For me, a wake-up call (no pun intended) was a dream I had. Some lovely people invited me to join them on a nice trip. I was looking forward to it but never attended the trip. I was to busy checking my travel bags and organizing them properly. I never got to the trip and the fun part. I was also never happy with how my bags were organized.
I’m not a believer in sudden radical changes in one’s personality. But ever since this dream I have a good reminder for rethinking my priorities.
What makes you awe?
It’s a weird hack to address control with nature. But letting go a little is something you are most likely to be applying already.
You should stare at the rock. If staring at big rocks induces a panic attack, then find a smaller one. But whatever you do find something that makes you awe. Rocks are my thing, and yours might be water or skyscrapers or whatnot. Awing something big (actual size matters here) reminds you of your tiny insignificance.
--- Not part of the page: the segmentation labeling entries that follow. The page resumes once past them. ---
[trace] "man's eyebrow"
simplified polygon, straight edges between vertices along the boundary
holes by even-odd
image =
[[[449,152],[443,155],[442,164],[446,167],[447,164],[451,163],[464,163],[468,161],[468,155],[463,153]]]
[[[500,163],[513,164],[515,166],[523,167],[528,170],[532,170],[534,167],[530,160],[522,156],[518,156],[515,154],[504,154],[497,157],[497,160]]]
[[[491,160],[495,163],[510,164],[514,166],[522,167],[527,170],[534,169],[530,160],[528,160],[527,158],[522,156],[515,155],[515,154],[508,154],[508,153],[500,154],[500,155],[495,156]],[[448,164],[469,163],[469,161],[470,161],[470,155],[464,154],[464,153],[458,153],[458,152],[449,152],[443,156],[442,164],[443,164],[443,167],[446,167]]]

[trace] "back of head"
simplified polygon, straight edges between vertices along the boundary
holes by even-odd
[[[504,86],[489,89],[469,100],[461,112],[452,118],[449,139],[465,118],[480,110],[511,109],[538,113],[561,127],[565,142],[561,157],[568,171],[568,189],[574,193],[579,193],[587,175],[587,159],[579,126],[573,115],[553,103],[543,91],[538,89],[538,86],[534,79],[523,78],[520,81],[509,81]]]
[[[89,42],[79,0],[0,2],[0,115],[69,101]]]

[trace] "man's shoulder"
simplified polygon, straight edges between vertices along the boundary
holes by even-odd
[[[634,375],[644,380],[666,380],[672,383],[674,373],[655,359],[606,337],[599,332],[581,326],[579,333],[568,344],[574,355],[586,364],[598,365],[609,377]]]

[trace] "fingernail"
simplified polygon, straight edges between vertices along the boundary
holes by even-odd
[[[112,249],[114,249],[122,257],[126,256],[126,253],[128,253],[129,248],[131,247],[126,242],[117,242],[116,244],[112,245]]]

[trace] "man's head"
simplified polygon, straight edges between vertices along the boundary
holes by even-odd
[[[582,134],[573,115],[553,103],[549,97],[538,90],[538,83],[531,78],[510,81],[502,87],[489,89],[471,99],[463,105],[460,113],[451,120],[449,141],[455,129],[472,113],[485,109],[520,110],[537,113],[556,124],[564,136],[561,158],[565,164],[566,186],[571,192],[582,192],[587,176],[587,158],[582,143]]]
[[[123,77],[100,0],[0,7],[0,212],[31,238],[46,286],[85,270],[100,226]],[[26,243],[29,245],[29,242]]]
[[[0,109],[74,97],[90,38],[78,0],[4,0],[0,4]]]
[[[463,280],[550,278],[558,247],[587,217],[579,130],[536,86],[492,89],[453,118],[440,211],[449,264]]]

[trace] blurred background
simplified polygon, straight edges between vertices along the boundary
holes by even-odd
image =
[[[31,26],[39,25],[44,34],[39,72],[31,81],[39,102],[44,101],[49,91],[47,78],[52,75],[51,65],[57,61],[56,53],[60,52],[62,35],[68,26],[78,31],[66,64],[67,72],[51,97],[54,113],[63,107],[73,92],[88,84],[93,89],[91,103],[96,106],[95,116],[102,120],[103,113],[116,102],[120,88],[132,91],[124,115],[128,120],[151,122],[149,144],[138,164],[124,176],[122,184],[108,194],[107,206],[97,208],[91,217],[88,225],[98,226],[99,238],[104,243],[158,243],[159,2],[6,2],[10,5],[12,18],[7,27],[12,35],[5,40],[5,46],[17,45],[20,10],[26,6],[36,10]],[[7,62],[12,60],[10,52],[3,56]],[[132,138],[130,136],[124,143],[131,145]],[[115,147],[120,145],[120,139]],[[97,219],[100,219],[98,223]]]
You are afraid of it, but at the same time enchanting. Embrace that indescribable feeling and go into the humbleness of being small.
Put things into perspective
Neil deGrasse Tyson tried to explain the scale of things in the Universe. In his educational series, he compares the size of the planets to the stars and galaxies and in one moment calls the Earth a small blue marble. Its size is insignificant already to medium-sized asteroids, not to mentions more prominent stars or even galaxies.
Regarding the Universe the whole Earth itself is relatively insignificant, not to mention one simple human life on it. But looking at it from an obsessive point of view, if things don’t go according to plans, catastrophe will happen. Can you toy a bit with this zooming in and out on your problems and the size of much much more important things?
It’s unconventional to try to calm down a control freak by telling them they cannot control things. But that is precisely what needs to be done. That said, proper dosage is essential, due to the previously mentioned possibility of a panic attack.
It’s freeing to loosen up a bit. Here is a comforting thought. Psychologically it is not likely you’ll become entirely out of control, which is probably your more significant fear. There is a scale leading from being a complete control freak to extreme phlegmatic. You can move a bit, but you cannot move all the way. So why not give it a try?